Caillois, Approches de la poésie, 1944 § IV "Impostures de la poésie" :
"Ce temps aura vu la poésie se vouloir tout ce qu'elle n'est pas : magie, mystique ou musique. A mesure qu'elle se détache du vers, elle s'attribue un destin à la fois grandiose et imprécis, comme de constituer un instrument privilégié de connaissance, une variété d'expérience mystique ou quelque autre source de révélations prodigieuses et irremplaçables. On l'oppose vite à la littérature et à la versification, dont les règles, les conventions, les artifices paraissent autant de gênes et de trahisons très capables d'altérer, si l'on n'y prend garde, l'intégrité du sublime message qu'elle a mission de transmettre. Aussi se débarrasse-t-elle de toute entrave et presque de toute matière. Voici bientôt la poésie moderne toute de sons ou toute d'images.

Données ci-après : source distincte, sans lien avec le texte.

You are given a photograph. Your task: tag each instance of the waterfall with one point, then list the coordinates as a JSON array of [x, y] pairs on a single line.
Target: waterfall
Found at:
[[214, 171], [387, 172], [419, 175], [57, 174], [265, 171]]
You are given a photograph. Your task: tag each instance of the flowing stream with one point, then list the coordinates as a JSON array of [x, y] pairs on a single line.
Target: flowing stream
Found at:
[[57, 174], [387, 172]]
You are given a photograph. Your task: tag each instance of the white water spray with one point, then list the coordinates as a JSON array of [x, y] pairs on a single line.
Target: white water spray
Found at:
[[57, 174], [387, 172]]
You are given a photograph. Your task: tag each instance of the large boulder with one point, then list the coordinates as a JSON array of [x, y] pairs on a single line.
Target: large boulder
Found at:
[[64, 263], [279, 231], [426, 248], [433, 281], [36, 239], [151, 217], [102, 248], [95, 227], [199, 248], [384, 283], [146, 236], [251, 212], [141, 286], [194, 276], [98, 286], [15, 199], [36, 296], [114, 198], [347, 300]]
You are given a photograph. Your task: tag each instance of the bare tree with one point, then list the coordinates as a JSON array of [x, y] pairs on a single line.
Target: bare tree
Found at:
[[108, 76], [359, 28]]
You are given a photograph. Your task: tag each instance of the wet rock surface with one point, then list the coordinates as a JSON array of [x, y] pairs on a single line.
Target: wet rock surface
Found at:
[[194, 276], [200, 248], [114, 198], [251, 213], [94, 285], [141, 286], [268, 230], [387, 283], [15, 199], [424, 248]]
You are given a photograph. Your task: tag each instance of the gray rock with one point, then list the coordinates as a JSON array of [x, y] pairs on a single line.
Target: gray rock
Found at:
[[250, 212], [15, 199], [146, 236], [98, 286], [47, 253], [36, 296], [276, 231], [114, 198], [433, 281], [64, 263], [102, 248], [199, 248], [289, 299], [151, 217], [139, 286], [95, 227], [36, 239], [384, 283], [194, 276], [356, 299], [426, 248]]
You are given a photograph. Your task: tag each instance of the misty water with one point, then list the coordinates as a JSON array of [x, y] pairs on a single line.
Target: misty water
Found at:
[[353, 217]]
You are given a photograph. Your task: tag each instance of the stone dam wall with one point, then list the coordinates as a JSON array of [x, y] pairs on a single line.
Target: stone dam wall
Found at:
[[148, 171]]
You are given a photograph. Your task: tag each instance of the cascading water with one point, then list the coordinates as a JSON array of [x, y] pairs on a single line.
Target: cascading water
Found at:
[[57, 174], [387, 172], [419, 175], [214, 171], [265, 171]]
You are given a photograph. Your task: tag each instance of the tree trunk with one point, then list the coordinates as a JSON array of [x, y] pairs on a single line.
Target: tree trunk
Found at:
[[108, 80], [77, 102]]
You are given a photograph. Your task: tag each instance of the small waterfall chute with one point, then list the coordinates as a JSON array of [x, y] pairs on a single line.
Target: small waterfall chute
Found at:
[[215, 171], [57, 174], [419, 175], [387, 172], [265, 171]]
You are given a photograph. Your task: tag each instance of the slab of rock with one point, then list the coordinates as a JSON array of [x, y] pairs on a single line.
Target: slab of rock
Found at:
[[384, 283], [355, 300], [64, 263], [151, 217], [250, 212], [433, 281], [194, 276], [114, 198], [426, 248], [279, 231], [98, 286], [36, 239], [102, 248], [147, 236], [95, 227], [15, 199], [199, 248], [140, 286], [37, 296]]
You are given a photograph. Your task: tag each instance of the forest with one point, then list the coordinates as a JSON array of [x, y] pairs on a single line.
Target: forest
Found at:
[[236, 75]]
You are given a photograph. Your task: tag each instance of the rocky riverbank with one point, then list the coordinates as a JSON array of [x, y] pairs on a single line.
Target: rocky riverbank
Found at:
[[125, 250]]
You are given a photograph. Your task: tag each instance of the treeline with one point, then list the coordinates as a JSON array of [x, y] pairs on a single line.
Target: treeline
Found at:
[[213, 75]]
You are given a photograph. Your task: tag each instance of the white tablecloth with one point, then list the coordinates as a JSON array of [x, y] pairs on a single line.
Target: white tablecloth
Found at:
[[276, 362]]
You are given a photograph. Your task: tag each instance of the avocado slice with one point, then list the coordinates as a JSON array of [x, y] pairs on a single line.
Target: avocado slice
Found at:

Le reste en est banni et surtout l'expression des sentiments et des idées. On pourchasse ces grossières impuretés dont la présence, dit-on, empêche la poésie d'atteindre sa parfaite et idéale transparence.
[...]
La poésie est solitaire, affranchie de toute obligation extérieure, maîtresse de son destin, et ne devant de comptes ni à la cité, ni à la morale, ni aux croyances, ni au savoir. Érigée en discipline absolue et n’ayant plus à craindre que l’excès même de sa liberté, exposée peut-être à s’exténuer à force de dénuements volontaires, d’ostracismes répétés, la voici livrée à elle-même. [...] Pour elle, les premiers âges sont révolus, où elle pouvait imprégner tout, mais sans qu'elle fût appelée à exister à l'état pur."